I think it is important for each individual to have a specific set of goals in what they hope to achieve.
In order for you to achieve success in your sport, or anything in life, you must know HOW you are going to achieve it.
It is important to focus on the moment at hand on a consistent basis to achieve long-term goals and purposes.
If you want to establish a fun environment in sport, you must find a way to make sure that you’re providing a fun environment on a daily basis. The same goes for any other objective that you seek to achieve. You can’t simply say that you want to establish a purpose on the first day of practice, and then put it in the back of your mind for a few weeks. You must make a conscious effort to let your actions correlate with what you want to accomplish.
Our daily activities become our habits, and it is our job to make sure that our daily habits reflect our values and beliefs.
To me, two of the many purposes of sport are discipline and determination. I believe that these two aspects are exactly how we all achieve our goals. Certainly, there are differing circumstances with each individual which can lead to, or prevent, success. But, in examining the things that are within each individual’s control, discipline and determination are constants.
Almost nothing done in sports is instinctual. But, all athletes train tirelessly to try and make their actions seem as though they are instinctual. A pitcher does not have a natural instinct to cover first base when a ground ball is hit to his first baseman.

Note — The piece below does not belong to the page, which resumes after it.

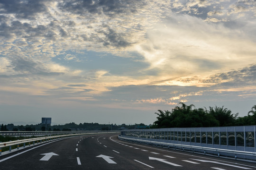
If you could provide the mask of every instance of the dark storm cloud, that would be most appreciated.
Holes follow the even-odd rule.
[[[136,12],[137,8],[140,8],[138,0],[64,0],[64,3],[59,3],[58,7],[63,11],[81,15],[89,12],[95,14],[103,13],[112,16],[116,14]]]
[[[0,14],[14,14],[17,18],[35,20],[35,15],[45,11],[47,7],[44,4],[48,0],[1,0]]]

But through repetitive practice and training, we make it become as instinctual as we possibly can.
It can be easy for each and every athlete to only focus on what they want to accomplish one year, two years, or even three years down the road.

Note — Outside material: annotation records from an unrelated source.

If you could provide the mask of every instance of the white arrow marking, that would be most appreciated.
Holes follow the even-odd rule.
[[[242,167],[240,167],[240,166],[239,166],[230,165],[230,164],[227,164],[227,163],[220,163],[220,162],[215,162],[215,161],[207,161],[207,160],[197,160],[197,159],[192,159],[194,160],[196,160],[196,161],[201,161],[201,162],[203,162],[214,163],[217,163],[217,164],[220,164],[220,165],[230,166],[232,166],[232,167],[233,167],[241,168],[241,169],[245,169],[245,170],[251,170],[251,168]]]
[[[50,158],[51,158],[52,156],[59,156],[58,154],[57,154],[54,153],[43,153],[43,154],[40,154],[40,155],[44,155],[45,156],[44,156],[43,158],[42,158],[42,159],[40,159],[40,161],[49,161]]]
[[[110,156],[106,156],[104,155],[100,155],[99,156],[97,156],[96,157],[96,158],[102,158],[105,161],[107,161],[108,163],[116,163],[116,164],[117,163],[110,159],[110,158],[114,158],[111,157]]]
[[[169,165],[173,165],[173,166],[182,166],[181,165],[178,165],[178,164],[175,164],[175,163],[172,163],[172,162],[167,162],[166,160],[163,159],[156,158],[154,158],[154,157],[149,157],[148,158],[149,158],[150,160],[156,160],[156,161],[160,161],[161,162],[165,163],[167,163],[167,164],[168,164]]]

But, in order for each athlete to achieve what they want to in that time span, they must first set a series of attainable short-term goals that will allow them to build up to their ultimate goal.
In talking about short-term goals, I believe that one can even benefit from setting daily goals. This includes wanting to get something accomplished on each day and at every practice.
If you are a baseball pitcher, don’t be satisfied with improving your pick off move by the end of the week. Improve your pick off move today, and then improve it again tomorrow. By the end of the week, your pick off move will be that much better than if you had put off a goal that could be accomplished immediately.
In making our habits and actions as instinctual as we possibly can, we put ourselves in position to react and adjust to anything that is thrown our way.
Failure is a part of sport, and a part of life. All of us will encounter it many times. When failure occurs, we must find our own way to get back into a successful mindset.
The way that we can quickly reacquire the feeling of success is by trusting in our routine and letting that push us through our failures and setbacks. But, in order to rely on our routine, we must first establish one. It must be one that we trust and believe in to put us in the best position to succeed. The rollercoaster of emotions that occur in sport can be difficult to overcome if we try to react separately to each situation. But, in creating a constant, positive reaction to failure, we establish consistent success.
For all of us, talking about doing a task is much easier than actually doing that task.
We can all talk about what we want to accomplish with sport. But, none of that will carry any weight unless we are willing to take the necessary steps to put it into action.
In order to accomplish our goals you must actively set yourself up to become not just a creature of habit, but a creature of positive habit. By that, I mean that we must become regimented in habits that will allow us to fulfill our established goals and purposes.